Re: Question about ktime_get_mono_fast_ns() non-monotonic behavior

From: Yosry Ahmed
Date: Fri Oct 14 2022 - 00:37:04 EST


On Thu, Oct 13, 2022 at 9:13 PM John Stultz <jstultz@xxxxxxxxxx> wrote:
>
> On Thu, Oct 13, 2022 at 8:47 PM Yosry Ahmed <yosryahmed@xxxxxxxxxx> wrote:
> >
> > On Thu, Oct 13, 2022 at 8:42 PM John Stultz <jstultz@xxxxxxxxxx> wrote:
> > >
> > > On Thu, Oct 13, 2022 at 8:26 PM Yosry Ahmed <yosryahmed@xxxxxxxxxx> wrote:
> > > > On Thu, Oct 13, 2022 at 7:39 PM John Stultz <jstultz@xxxxxxxxxx> wrote:
> > > > > On Mon, Sep 26, 2022 at 2:18 PM Yosry Ahmed <yosryahmed@xxxxxxxxxx> wrote:
> > > > > >
> > > > > > I have a question about ktime_get_mono_fast_ns(), which is used by the
> > > > > > BPF helper bpf_ktime_get_ns() among other use cases. The comment above
> > > > > > this function specifies that there are cases where the observed clock
> > > > > > would not be monotonic.
> > > > > >
> > > > > > I had 2 beginner questions:
> > > > >
> > > > > Thinking about this a bit more, I have my own "beginner question": Why
> > > > > does bpf_ktime_get_ns() need to use the ktime_get_mono_fast_ns()
> > > > > accessor instead of ktime_get_ns()?
> > > > >
> > > > > I don't know enough about the contexts that bpf logic can run, so it's
> > > > > not clear to me and it's not obviously commented either.
> > > >
> > > > I am not the best person to answer this question (the BPF list is
> > > > CC'd, it's full of more knowledgeable people).
> > > >
> > > > My understanding is that because BPF programs can basically be run in
> > > > any context (because they can attach to almost all functions /
> > > > tracepoints in the kernel), the time accessor needs to be safe in all
> > > > contexts.
> > >
> > > Ah. Ok, the tracepoint connection is indeed likely the case. Thanks
> > > for clarifying.
> > >
> > > > Now that I know that ktime_get_mono_fast_ns() can drift significantly,
> > > > I am wondering why we don't just read sched_clock(). Can the
> > > > difference between sched_clock() on different cpus be even higher than
> > > > the potential drift from ktime_get_mono_fast_ns()?
> > >
> > > sched_clock is also lock free and so I think it's possible to have
> > > inconsistencies.
> >
> > Right, I am just trying to figure out which is worse,
> > ktime_get_mono_fast_ns() or sched_clock(). It appears to me that both
> > can be inconsistent, but at least AFAICT sched_clock() can only be
> > inconsistent if read across different cpus, right? It should also be
> > faster (at least in my experimentation).
> >
> > I am wondering if there is a bound on the inconsistency we might
> > observe from sched_clock() if we read it across different cpus, and if
> > there is, how does it compare to ktime_get_mono_fast_ns() in that
> > regard.
>
> Again, I think ktime_get_raw_fast_ns() (so CLOCK_MONOTONIC_RAW) is
> likely to be closer to sched_clock() as neither of them are NTP
> adjusted.
> (Which also likely makes them unusable for the case where timestamps
> are compared with userland CLOCK_MONOTONIC timestamps).
>
> So folks might need a new bpf interface for that.
>
> Also I think folks would want to avoid exporting sched_clock
> timestamps out to userland as they aren't connected to a well defined
> clockid, and may have odd behavior around suspend/resume, etc.

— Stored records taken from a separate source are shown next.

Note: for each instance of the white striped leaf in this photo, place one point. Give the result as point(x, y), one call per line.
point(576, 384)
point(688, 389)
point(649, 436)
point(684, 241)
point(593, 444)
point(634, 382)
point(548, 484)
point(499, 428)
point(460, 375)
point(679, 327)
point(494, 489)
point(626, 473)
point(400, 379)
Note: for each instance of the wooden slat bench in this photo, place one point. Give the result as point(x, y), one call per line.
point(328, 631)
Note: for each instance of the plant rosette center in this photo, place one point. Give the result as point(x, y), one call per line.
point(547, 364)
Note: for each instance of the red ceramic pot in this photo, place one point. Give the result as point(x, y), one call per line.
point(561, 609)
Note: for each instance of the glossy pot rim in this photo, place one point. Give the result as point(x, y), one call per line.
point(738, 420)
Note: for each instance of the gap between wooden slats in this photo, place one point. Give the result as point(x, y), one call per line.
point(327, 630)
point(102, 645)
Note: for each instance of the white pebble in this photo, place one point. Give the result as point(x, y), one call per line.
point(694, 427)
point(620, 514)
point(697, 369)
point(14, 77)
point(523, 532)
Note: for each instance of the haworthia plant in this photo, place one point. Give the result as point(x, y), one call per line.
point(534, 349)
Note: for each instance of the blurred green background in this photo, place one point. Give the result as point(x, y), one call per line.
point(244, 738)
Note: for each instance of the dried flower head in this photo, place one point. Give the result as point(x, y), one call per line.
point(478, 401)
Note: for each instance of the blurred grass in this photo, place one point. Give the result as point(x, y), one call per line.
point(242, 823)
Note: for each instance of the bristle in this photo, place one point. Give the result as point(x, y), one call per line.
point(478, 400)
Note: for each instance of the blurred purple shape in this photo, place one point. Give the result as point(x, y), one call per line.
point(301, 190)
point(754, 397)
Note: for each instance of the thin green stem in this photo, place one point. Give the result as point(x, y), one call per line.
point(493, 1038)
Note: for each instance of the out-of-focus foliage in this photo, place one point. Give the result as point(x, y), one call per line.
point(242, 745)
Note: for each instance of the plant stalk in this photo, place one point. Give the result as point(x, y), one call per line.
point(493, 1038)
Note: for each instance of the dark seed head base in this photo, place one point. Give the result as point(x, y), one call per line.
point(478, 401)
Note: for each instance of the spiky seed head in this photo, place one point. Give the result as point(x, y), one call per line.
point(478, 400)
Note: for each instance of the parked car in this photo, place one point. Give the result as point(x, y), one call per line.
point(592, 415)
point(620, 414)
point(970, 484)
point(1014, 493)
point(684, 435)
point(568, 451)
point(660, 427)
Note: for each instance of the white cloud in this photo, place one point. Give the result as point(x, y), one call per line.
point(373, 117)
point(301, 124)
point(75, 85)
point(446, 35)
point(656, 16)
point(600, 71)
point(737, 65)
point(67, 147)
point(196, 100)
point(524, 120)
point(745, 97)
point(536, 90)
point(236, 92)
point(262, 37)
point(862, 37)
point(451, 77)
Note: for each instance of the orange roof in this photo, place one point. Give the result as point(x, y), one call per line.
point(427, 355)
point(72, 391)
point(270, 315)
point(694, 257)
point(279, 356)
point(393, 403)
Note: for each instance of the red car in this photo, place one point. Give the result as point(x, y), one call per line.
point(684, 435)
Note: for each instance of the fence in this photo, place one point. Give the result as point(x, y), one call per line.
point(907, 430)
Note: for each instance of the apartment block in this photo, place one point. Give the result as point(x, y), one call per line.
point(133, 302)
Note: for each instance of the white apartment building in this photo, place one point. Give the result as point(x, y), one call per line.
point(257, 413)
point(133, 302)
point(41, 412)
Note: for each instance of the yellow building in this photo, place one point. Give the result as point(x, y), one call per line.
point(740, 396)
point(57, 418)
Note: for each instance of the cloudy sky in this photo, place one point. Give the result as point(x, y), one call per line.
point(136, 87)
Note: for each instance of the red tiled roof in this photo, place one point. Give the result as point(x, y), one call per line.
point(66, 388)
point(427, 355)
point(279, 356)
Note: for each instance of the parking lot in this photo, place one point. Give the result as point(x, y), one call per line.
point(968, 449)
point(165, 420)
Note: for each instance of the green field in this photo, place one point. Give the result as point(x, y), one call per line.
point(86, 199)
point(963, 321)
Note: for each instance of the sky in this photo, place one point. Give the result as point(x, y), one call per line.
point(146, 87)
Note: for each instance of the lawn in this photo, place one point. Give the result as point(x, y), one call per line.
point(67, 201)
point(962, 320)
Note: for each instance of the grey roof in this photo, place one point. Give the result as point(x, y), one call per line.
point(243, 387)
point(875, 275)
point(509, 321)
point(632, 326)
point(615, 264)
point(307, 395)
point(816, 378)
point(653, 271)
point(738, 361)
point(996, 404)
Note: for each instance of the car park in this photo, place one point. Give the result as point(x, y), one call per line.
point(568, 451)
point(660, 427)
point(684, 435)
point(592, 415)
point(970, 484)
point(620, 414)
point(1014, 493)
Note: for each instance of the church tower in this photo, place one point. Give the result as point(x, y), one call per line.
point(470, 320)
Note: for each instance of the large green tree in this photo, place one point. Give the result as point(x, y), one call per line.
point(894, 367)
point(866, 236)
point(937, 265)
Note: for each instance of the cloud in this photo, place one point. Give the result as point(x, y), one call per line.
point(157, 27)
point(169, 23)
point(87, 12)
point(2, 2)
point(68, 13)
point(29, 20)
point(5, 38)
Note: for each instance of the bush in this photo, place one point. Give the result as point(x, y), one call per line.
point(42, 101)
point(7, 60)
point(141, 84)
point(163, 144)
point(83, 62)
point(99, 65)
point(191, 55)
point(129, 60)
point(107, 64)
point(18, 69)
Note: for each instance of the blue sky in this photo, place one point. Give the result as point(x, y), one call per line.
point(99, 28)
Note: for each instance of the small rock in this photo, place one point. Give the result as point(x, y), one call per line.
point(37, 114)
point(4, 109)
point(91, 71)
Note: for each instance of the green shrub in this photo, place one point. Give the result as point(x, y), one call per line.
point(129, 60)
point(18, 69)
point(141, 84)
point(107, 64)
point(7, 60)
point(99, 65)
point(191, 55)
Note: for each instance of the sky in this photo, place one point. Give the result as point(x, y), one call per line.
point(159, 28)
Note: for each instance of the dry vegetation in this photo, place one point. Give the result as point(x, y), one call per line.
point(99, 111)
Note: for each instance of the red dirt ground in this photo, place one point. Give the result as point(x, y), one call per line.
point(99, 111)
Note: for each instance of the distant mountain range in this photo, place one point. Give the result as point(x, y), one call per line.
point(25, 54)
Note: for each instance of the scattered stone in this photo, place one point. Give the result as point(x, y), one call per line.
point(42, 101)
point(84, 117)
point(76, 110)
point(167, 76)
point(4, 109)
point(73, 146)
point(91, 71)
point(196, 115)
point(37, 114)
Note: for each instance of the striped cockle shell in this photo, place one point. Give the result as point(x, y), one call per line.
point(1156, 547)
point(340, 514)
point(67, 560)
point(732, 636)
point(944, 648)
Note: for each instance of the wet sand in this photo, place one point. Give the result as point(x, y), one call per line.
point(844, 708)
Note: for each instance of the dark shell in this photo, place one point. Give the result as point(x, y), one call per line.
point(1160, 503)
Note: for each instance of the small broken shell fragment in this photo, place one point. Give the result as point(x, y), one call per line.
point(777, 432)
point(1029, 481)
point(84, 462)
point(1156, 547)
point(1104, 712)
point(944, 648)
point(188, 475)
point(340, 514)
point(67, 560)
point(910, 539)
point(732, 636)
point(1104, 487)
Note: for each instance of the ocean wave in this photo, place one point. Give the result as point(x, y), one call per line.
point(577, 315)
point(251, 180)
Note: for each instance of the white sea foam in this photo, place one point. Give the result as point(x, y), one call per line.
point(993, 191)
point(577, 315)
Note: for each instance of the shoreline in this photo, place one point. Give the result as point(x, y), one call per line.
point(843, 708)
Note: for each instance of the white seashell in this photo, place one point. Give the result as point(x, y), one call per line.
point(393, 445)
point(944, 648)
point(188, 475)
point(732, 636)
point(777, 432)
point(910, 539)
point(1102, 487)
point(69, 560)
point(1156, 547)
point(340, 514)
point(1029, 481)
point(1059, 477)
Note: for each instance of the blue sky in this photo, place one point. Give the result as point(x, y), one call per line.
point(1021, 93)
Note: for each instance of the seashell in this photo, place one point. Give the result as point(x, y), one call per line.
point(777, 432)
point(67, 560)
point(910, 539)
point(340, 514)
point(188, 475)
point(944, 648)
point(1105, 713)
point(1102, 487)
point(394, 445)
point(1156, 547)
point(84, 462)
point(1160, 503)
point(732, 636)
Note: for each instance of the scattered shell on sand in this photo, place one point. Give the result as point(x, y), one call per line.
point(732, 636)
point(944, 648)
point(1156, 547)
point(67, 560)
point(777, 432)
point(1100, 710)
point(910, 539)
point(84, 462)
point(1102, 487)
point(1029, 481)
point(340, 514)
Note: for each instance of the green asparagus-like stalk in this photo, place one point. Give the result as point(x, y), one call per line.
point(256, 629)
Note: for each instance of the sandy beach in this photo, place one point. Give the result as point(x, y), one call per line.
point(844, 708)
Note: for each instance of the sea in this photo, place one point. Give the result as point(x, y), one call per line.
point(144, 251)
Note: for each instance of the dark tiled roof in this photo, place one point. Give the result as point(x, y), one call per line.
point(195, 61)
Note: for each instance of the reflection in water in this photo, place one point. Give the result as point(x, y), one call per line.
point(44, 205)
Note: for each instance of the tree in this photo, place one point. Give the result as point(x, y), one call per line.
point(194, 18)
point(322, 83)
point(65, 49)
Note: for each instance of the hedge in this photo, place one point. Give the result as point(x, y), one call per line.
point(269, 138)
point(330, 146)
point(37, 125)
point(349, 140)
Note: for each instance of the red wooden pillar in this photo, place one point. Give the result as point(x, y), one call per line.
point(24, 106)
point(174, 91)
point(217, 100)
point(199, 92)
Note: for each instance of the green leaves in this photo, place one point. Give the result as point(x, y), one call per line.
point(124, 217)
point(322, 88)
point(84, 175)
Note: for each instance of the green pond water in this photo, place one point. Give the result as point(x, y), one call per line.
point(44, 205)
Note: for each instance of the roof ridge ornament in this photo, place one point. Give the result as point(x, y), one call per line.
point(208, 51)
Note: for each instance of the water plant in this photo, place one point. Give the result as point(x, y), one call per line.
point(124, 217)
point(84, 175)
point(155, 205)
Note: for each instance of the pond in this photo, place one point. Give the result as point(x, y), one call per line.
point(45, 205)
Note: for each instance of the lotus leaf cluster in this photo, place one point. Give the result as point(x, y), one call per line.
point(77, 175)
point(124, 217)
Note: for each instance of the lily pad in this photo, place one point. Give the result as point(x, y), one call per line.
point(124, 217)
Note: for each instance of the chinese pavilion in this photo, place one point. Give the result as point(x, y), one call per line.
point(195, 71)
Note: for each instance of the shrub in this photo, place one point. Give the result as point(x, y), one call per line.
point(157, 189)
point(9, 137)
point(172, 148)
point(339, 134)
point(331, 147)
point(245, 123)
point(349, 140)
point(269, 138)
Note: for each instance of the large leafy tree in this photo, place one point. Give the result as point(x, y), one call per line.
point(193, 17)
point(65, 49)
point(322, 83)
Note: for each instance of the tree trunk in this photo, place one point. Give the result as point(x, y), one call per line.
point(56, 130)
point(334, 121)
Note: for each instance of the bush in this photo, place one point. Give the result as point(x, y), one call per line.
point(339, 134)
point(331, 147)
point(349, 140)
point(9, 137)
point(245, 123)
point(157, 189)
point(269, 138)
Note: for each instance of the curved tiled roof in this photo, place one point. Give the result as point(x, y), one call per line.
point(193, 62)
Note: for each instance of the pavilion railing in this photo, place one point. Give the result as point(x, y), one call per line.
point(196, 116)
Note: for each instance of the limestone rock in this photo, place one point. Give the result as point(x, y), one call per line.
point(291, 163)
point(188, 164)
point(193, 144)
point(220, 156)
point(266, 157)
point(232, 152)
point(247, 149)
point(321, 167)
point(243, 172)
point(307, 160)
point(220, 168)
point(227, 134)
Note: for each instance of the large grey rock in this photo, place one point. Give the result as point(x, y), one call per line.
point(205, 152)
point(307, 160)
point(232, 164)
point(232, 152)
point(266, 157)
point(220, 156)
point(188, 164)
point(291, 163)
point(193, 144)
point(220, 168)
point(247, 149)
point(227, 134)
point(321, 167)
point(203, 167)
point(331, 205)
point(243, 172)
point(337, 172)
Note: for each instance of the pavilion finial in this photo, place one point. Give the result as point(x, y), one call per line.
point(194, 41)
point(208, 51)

I think I should have described my use case long ago, sorry :) My use
case does not involve exporting any timestamps. It involves using BPF
programs to measure the duration of events, so running one BPF program
before and one after, then subtracting the acquired timestamps.

What I was looking for is something fast enough for hot paths and also
consistent enough (in case the two BPF programs end up running on
different cpus), and also safe from all contexts to satisfy this
general BPF restriction.

>
> thanks
> -john